A few weeks ago I read this post about re-dyeing a saddle. I thought to myself: "I know a saddle that would love this."
|introducing the $600 Niedersuss - well-loved and mostly destroyed|
So I ordered a bunch of things on the internet, including this slightly concerning product:
Okay already! To the nitty gritty of what I bought:
- Fiebing's leather dye - black - $6.64
- Fiebing's deglazer - $7.47
- Fiebing's Tan-Kote - $7.25
- Fiebing's Resolene - black (but I will buy clear next time) - $8.27
- A million more cloths than I needed - $13.99
- Approximately twenty more foam brushes than I needed - $4.42
So for about $48, I'd assembled the ingredients.
I then took a bunch of photos of the ingredients.
And after that I finally made it out to the barn. You can read about the whole process (or how it's supposed to go) in detail on the original post, with my additions here:
I think I skimped a bit on the deglazing portion, and that definitely affected how it all turned out. A bit more elbow grease would have served me well.
|Here's the saddle with just the first coat of dye on it|
|And here's the saddle with a layer of tan-kote, about ten minutes after I started putting it on?|
I also straight dropped the container of resolene on the ground and it spilled everywhere and one of my floorboards now has a funny color to it. Don't tell BO that's my fault.

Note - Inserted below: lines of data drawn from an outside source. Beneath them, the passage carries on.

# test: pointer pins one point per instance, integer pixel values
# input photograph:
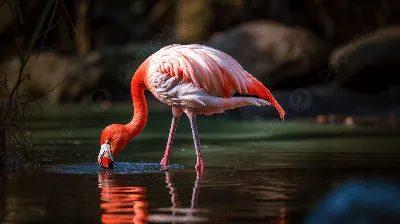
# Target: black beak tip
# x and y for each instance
(110, 166)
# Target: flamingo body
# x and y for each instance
(203, 80)
(192, 79)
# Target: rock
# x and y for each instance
(369, 64)
(57, 78)
(278, 55)
(52, 77)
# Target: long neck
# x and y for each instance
(139, 105)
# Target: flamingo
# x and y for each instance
(192, 79)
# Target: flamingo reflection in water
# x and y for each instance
(128, 204)
(118, 201)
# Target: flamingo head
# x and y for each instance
(112, 141)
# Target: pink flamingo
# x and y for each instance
(194, 79)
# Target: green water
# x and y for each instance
(256, 171)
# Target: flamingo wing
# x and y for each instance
(208, 69)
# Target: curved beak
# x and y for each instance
(105, 158)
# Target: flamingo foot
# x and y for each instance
(200, 166)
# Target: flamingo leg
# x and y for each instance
(176, 115)
(193, 124)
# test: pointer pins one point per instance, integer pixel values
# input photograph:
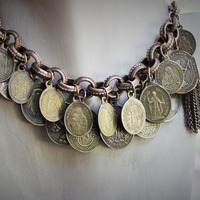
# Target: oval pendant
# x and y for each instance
(157, 103)
(52, 104)
(107, 119)
(78, 118)
(6, 65)
(133, 115)
(20, 86)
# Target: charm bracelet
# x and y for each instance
(169, 71)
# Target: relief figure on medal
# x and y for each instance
(170, 79)
(155, 105)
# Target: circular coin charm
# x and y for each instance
(31, 109)
(6, 65)
(175, 106)
(20, 86)
(107, 119)
(88, 142)
(189, 68)
(133, 115)
(56, 132)
(52, 104)
(170, 76)
(149, 130)
(78, 118)
(157, 103)
(186, 41)
(121, 138)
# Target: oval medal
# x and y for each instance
(78, 118)
(149, 130)
(157, 102)
(189, 68)
(107, 118)
(186, 41)
(52, 104)
(121, 138)
(170, 76)
(6, 65)
(88, 142)
(133, 115)
(20, 86)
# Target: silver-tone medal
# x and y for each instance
(107, 118)
(190, 70)
(88, 142)
(78, 118)
(121, 138)
(133, 115)
(157, 102)
(20, 86)
(52, 103)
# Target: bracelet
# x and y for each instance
(168, 71)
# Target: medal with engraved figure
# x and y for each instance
(121, 138)
(52, 103)
(78, 118)
(150, 130)
(157, 102)
(31, 109)
(107, 118)
(186, 41)
(133, 115)
(6, 64)
(88, 142)
(20, 85)
(170, 76)
(189, 68)
(56, 132)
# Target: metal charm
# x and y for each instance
(149, 130)
(186, 41)
(52, 104)
(170, 76)
(88, 142)
(157, 103)
(133, 115)
(78, 118)
(56, 132)
(6, 64)
(121, 138)
(175, 98)
(107, 118)
(190, 70)
(20, 86)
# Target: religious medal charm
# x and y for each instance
(78, 118)
(157, 102)
(189, 68)
(31, 109)
(133, 115)
(56, 132)
(6, 64)
(149, 130)
(107, 118)
(170, 76)
(121, 138)
(88, 142)
(52, 103)
(186, 41)
(20, 85)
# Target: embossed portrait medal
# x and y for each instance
(157, 102)
(20, 85)
(133, 115)
(78, 118)
(107, 118)
(52, 103)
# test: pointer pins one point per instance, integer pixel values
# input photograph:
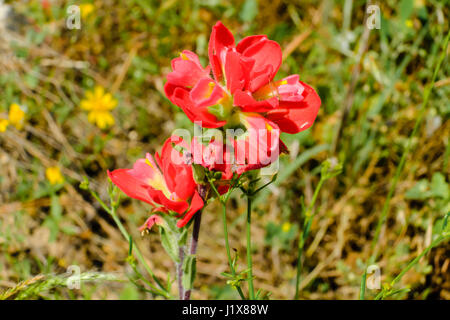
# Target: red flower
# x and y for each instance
(243, 83)
(165, 180)
(254, 149)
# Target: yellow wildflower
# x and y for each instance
(86, 9)
(54, 175)
(99, 104)
(16, 116)
(3, 125)
(286, 227)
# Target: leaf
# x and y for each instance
(189, 271)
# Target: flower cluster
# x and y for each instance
(236, 92)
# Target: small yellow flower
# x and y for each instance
(286, 227)
(16, 116)
(86, 9)
(99, 104)
(3, 125)
(54, 175)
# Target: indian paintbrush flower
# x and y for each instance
(164, 181)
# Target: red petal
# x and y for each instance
(247, 103)
(206, 93)
(181, 98)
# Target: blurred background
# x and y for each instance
(371, 83)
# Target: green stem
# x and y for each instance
(251, 290)
(227, 245)
(112, 212)
(385, 210)
(304, 235)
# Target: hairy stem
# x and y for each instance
(227, 245)
(194, 243)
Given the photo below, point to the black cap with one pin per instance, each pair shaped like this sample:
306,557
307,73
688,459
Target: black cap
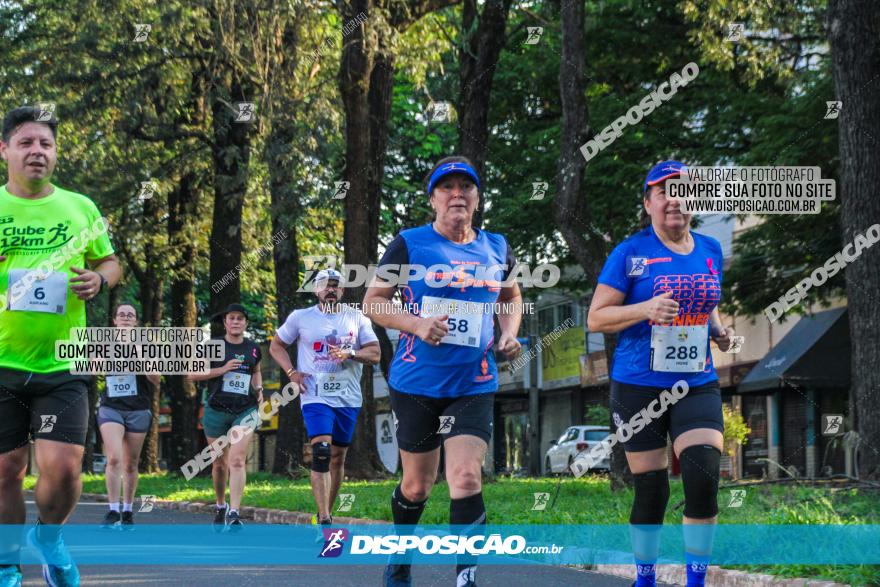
230,308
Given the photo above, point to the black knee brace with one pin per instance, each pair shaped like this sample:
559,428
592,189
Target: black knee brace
321,457
700,467
652,493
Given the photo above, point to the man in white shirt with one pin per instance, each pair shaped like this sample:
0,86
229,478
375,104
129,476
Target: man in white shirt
333,341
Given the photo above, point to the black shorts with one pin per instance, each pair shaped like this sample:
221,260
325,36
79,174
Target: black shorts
422,422
50,406
700,408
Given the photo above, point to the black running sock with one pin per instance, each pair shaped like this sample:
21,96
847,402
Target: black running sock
467,511
404,511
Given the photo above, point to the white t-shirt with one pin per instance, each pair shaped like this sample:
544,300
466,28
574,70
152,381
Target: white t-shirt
331,382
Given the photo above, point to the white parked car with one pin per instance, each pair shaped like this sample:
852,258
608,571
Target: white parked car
575,439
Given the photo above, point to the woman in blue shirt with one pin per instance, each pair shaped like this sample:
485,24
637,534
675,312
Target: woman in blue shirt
660,290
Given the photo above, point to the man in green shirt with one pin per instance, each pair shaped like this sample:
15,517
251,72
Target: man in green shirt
55,255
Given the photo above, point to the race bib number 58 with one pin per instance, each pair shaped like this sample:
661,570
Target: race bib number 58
465,319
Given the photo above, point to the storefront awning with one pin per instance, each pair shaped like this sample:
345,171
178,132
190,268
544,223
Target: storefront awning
816,353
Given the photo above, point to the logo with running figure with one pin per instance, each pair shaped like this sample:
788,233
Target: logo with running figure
637,266
147,503
47,423
334,542
446,423
346,500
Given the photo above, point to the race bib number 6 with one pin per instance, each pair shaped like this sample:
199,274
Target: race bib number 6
679,349
42,295
465,319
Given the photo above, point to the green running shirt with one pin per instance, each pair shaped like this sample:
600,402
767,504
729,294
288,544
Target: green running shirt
49,235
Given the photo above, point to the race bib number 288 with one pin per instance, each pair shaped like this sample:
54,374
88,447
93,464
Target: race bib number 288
679,349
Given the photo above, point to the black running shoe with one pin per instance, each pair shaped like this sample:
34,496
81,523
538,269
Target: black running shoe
320,524
111,520
233,521
220,517
467,577
398,576
127,520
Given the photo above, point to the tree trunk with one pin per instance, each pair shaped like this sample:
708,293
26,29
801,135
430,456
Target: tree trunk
231,157
150,291
362,162
366,76
854,34
483,38
285,216
182,217
570,203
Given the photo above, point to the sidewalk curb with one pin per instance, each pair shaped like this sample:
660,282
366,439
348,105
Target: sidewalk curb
671,574
675,575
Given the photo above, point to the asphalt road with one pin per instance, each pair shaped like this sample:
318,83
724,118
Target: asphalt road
268,575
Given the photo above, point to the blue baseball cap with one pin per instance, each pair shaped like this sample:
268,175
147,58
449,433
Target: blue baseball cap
449,169
663,171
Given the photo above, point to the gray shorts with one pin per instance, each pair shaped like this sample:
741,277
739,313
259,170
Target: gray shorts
132,420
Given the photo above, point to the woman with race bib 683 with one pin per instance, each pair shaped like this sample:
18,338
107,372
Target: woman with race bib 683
660,290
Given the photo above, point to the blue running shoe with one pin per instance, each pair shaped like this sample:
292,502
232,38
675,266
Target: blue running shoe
10,576
59,570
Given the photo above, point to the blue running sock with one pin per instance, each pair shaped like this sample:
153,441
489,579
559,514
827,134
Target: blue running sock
646,575
697,566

This photo if you look closely you can sorta see how I didn't get the resolene to layer completely evenly, even three layers later, but honestly the saddle looks 10,000,000 times better. It also looks better in person than photos reveal, I keep having people ask me about my new saddle and I giggle a bit.
My conclusion? Probably don't re-dye your expensive saddle until you've experimented on an old, cheap one first. But DEFINITELY re-dye your old cheap saddles. I have enough supplies to probably do two more black saddles, but it turns out my barn is filled with old cheap brown saddles so I dunno what to say about that.